Дед был настроен либерально, ненавидел нацизм так же страстно, как и моя мать. Но он, как многие, не выступал открыто и всецело посвятил себя археологии. Он был ученым с мировым именем, поэтому его не трогали.
Я долго не мог ходить из-за ревматизма. Однажды я нечаянно услышал, как мать сказала деду: «Слава богу, мальчик будет хилым, и в этом его спасение». Тогда я не понял смысла этих слов и проплакал всю ночь.
Приехал отец и потребовал, чтобы мать вернулась домой – без нее он не мог обходиться. Мне кажется, он с радостью оставил меня у деда, ведь он не скрывал, что стыдится хворого сына. Он презирал меня, я это знал.
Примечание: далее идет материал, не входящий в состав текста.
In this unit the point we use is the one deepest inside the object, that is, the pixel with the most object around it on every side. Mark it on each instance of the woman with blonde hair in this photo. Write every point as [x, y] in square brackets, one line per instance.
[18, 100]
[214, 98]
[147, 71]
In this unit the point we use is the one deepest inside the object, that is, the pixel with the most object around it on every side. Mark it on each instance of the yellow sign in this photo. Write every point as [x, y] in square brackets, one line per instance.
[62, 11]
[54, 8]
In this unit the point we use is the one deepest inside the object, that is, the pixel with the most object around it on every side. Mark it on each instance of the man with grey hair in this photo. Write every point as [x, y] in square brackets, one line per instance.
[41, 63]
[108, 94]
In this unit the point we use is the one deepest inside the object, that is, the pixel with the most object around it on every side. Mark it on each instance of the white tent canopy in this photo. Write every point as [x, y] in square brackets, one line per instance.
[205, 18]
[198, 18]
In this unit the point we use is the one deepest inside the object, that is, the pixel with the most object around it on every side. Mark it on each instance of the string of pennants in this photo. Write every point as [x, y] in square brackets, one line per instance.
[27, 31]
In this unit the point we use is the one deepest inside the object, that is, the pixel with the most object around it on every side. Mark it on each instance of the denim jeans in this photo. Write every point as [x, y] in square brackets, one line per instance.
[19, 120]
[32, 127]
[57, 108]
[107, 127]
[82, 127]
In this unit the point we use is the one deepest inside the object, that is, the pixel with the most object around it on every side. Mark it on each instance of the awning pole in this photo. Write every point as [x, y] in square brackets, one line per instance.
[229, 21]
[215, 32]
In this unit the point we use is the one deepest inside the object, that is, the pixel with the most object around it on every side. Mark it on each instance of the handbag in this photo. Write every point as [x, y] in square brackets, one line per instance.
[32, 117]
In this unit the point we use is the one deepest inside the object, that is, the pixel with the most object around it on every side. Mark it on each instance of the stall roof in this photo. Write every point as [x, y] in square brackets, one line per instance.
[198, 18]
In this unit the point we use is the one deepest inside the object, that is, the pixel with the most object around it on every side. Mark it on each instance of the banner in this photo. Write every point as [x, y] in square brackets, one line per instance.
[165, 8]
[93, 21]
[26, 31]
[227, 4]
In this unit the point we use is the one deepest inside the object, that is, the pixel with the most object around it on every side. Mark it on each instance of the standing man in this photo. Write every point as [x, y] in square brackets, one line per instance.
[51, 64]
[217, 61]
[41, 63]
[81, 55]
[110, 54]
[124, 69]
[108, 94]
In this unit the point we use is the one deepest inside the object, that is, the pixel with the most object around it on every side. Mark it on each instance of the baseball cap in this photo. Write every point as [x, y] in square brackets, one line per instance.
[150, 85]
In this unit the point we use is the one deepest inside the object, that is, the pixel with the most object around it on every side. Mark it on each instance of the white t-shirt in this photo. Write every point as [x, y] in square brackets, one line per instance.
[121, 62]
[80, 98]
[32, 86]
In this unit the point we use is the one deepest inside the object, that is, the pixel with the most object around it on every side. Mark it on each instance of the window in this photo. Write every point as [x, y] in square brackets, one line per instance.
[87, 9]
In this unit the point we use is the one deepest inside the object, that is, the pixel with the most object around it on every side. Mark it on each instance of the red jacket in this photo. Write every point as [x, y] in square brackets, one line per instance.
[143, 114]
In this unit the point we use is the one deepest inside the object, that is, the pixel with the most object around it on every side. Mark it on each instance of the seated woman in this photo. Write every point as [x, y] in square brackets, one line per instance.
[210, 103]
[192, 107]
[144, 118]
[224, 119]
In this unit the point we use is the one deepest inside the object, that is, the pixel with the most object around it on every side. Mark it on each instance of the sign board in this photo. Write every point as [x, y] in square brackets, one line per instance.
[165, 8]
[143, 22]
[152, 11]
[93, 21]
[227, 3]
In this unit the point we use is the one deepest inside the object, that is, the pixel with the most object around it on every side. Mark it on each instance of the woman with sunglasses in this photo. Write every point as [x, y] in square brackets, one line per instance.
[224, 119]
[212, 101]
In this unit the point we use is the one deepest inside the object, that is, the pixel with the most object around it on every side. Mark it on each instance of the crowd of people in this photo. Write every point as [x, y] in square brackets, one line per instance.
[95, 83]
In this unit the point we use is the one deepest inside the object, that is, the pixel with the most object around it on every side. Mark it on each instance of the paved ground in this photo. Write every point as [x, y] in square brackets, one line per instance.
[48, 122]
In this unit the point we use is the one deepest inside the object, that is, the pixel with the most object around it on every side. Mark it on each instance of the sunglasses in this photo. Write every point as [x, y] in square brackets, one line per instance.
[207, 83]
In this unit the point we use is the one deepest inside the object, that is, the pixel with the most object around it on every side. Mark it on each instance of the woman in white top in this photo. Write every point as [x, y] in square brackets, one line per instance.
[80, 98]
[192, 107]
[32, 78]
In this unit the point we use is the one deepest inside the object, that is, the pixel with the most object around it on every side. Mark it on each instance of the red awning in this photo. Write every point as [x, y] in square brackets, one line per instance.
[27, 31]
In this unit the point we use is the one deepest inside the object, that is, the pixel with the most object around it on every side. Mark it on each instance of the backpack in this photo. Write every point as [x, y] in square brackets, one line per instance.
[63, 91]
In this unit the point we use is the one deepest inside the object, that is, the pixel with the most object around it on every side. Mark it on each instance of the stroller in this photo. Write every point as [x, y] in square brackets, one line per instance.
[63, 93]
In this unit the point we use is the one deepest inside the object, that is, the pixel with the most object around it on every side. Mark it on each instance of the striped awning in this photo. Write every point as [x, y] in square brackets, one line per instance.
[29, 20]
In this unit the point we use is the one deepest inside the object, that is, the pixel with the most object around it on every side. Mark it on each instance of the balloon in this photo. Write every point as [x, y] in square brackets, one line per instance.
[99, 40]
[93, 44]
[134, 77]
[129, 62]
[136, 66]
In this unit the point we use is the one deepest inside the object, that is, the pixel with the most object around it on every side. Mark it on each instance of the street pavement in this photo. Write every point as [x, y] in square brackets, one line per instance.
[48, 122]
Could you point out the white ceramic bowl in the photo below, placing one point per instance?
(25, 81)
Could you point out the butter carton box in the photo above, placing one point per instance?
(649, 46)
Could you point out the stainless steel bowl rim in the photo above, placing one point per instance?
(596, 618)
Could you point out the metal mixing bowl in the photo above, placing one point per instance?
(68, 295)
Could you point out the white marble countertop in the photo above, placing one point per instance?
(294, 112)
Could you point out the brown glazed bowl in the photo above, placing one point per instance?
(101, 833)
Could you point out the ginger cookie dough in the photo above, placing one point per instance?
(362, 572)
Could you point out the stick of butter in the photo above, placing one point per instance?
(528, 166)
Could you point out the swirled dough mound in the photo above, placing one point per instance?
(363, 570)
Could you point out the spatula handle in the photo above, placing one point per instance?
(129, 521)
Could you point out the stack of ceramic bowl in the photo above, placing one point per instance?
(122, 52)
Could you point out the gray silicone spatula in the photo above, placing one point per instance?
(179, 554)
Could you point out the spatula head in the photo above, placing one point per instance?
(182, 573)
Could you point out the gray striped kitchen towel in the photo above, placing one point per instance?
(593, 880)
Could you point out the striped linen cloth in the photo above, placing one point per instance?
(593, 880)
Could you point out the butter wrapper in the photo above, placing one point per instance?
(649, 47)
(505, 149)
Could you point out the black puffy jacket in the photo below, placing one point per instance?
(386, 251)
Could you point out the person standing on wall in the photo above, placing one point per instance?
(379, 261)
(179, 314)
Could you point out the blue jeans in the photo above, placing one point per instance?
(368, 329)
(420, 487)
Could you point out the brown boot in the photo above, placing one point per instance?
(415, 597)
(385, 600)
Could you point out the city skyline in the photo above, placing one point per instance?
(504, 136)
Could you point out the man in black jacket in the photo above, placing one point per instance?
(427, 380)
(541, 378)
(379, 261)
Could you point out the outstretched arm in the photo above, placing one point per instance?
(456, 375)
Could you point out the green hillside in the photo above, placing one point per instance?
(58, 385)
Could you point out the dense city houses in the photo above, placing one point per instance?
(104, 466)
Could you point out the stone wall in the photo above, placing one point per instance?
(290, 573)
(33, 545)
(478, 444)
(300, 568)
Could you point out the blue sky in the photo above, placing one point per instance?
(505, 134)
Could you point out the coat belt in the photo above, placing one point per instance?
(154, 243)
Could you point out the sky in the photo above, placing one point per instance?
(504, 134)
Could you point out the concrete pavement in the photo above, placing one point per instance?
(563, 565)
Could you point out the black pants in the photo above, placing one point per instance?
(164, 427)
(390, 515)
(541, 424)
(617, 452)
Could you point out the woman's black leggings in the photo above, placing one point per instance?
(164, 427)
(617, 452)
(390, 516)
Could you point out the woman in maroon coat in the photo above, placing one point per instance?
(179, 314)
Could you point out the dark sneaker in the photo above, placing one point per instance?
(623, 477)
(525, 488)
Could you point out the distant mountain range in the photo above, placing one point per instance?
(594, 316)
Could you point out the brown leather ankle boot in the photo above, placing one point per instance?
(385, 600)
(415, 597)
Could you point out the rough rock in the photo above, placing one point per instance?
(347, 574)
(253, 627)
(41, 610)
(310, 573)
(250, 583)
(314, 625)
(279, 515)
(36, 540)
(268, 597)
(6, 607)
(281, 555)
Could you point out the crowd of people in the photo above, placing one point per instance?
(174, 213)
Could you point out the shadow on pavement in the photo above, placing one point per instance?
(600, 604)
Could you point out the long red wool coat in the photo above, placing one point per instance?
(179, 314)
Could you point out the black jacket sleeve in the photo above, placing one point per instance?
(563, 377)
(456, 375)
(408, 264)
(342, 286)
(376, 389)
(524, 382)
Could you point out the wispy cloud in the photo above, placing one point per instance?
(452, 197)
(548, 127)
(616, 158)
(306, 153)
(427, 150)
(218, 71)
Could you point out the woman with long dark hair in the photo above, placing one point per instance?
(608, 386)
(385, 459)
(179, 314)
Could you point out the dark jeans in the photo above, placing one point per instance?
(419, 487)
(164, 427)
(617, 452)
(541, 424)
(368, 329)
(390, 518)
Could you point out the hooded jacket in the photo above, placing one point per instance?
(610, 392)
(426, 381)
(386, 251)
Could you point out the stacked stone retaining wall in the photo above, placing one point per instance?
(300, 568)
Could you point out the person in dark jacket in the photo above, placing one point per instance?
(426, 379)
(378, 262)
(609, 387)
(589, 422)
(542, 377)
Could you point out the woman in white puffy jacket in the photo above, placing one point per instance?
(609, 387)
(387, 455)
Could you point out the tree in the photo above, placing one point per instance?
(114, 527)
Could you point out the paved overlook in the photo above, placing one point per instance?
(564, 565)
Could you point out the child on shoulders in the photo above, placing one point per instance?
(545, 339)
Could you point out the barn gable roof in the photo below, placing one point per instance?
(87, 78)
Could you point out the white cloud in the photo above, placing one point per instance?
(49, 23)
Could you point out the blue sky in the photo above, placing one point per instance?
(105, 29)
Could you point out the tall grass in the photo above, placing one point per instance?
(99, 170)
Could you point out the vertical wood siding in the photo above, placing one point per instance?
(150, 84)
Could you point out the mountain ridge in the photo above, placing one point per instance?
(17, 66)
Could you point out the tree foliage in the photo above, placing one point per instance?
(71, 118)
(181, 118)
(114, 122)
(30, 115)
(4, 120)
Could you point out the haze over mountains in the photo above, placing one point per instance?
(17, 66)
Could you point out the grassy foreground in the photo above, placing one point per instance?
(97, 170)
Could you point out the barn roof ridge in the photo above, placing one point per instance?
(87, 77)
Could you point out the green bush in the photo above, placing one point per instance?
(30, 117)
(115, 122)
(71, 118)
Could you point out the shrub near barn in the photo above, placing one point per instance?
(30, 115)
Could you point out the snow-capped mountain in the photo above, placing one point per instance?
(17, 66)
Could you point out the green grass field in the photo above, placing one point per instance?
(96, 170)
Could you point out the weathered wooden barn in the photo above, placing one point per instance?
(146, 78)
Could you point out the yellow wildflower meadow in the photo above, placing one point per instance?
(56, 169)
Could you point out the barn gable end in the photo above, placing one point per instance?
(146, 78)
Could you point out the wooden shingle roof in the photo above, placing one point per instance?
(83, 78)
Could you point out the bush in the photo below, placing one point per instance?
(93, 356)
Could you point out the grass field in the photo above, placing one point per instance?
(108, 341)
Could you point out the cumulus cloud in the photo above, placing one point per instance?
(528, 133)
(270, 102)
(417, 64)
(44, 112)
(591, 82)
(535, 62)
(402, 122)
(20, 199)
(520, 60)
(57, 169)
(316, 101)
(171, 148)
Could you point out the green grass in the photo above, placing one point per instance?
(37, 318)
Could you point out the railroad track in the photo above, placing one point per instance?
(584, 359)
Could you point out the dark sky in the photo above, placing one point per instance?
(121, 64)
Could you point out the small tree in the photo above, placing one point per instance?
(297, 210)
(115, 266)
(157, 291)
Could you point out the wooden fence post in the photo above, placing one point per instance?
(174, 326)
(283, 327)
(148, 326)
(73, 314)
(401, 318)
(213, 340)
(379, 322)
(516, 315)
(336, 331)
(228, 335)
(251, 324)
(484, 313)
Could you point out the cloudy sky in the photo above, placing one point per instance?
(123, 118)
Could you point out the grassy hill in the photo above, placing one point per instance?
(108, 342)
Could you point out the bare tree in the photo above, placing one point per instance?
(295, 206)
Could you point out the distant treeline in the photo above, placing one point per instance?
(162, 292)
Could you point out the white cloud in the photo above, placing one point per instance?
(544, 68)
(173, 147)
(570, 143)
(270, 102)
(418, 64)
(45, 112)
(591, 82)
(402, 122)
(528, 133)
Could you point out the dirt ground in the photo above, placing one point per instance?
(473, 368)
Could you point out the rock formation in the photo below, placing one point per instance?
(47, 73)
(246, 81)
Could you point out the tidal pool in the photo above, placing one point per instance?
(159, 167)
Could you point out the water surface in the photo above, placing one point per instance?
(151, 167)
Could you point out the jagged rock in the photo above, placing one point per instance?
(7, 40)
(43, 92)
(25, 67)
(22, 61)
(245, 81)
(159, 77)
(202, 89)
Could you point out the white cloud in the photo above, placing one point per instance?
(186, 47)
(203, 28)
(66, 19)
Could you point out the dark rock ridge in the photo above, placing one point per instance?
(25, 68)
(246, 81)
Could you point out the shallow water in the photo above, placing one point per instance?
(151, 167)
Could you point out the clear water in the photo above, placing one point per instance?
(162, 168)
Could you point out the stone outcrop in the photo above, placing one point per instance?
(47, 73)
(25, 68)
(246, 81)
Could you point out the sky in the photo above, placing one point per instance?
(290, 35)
Я еще сильнее полюбил деда. Щелканье каблуками, салюты, бесконечные «хайль Гитлер!» ушли из моей жизни. Постепенно я вошел в новый мир. В доме деда бывали его друзья музыканты. Дед сам играл на виолончели. Я научился играть на флейте. В доме устраивались маленькие концерты. Кроме музыки, я узнал, что не только женщины, как моя мать, ненавидят милитаризм, но и мужчины, такие, как дед. И это очень сильно повлияло на меня. Занимался я и английским языком. В доме деда я узнал, что есть люди высокой культуры, которые считают Гитлера маньяком, способным ввергнуть мир в беду; но и они на такие темы только перешептывались в своем кругу. И я научился говорить об этом только шепотом. Дед прежде всего научил меня держать язык за зубами. «Германия полным-полна либералами, которые держат язык за зубами, – говорил он с горечью. – А того, кто высказывается откровенно, отправляют в концентрационные лагеря».